Inside stories from the pilot studies - Utrecht University
THE INSIDE STORIES PROVIDE INSIGHT INTO THE GRASPOS PILOT STUDIES, PRESENTING THE AIMS AND CURRENT STATUS OF THEIR ACTIVITIES. LEARN ABOUT WHAT THE PILOTS ARE UP AND HOW THEY AIM TO BRING OPEN SCIENCE AND RESEARCH ASSESSMENT TOGETHER.
Under the spotlight in this first edition: Anestis Amanatidis, presenting the ongoing activities in the pilot focused on the Recognition and reward of open science practices in research assessment at the Copernicus Institute of Sustainable Development, Utrecht University, Netherlands.
The Copernicus Institute of Sustainable Development at Utrecht University in the Netherlands carries out research activities across diverse disciplines to understand questions surrounding sustainable futures. How is research performed? What are the underpinning values of research which contribute to such futures? These questions are all relevant to GraspOS. In particular, the pilot will research how open science is considered in current assessment practices within the department.
Why was this particular pilot selected and how does it contribute to the co-development of an Open Science-aware Responsible Research Assessment system within universities, including departments and research groups?
We already saw ideas of Open Science implicated in the last departmental evaluation period (2014-2020). Being right in-between the last and the new periodic evaluation, we hope to contribute to the further consideration of ideas surrounding openness and thereby contribute to the incentivisation of open science on the departmental level.
Why do you think this study is important for the broader Open Science context?
Utrecht University has - on a strategic level of the university - a programme in place to promote open science. Whilst strategically the Open Science Programme is central, the experience has been that translating it to research practice across the various faculties of the university has been challenging. Understanding the hurdles of this translation by staying close to the everyday practices of the researchers and staff is important and we hope to understand this issue better by the end of the project.
How will this study contribute to the main aims of the project?
By being attentive to the local affordances of open scientific research and epistemic sensitivities, we account for the social as much as for the technical in the testing of tools and services developed. As such, we don’t think of the realisation of technical assets only, but also learn from the new research practices this disables and enables.
Who are the main actors involved and why are they important within the Open Science and Responsible Research Assessment context of the pilot?
We involve a wide range of actors, as we embarked on research in multiple empirical contexts. Key actors include the Head of Copernicus Institute of Sustainable Development in her role in the evaluation of the department, research and teaching staff who gathered to discuss matters of societal impact in a working group, as well as individuals beyond the Copernicus Institute who have a mandate over external providers of research information infrastructures.

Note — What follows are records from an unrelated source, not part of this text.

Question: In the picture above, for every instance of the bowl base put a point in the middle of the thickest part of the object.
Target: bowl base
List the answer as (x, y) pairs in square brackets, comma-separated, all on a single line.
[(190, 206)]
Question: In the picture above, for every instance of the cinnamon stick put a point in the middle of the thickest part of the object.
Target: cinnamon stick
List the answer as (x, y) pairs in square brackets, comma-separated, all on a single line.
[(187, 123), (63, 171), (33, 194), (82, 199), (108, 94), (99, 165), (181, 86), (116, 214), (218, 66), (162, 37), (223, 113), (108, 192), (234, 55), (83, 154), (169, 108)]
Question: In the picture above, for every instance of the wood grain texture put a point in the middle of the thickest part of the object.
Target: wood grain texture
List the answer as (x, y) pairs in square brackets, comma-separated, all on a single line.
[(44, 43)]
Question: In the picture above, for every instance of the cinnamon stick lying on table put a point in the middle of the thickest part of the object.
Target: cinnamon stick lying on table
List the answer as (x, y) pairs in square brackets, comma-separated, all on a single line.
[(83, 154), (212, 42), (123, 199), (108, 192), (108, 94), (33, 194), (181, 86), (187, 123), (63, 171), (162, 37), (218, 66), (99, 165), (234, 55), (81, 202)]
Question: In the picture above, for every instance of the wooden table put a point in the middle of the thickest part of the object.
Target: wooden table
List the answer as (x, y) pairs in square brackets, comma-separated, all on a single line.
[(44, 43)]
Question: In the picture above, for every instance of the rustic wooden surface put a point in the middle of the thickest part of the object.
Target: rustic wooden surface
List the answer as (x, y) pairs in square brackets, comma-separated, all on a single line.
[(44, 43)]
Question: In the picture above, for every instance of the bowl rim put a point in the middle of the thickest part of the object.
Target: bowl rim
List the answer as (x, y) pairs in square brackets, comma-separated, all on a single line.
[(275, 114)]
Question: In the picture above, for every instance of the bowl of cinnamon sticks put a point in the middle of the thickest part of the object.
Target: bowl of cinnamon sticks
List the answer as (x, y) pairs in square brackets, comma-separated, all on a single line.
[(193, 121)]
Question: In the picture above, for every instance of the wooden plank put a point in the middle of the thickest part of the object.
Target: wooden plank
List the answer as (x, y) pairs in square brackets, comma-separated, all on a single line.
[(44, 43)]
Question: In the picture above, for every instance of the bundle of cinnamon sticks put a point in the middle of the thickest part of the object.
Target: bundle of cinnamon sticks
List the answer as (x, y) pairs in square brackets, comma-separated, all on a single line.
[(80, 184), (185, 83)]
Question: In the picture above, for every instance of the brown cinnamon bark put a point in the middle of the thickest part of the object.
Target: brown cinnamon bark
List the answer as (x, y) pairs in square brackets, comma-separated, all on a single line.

What are some of the challenges you foresee and how do you plan to address them?
We traverse different organisational realities with the questions that we ask. Each of which have their own ideas and motivations, but also see their own challenges and risks of open science. Attending to these diverging stories in messy social contexts can become challenging in the translations to and from the ‘project level’ of GraspOS.
Thank you for sharing your story Anestis!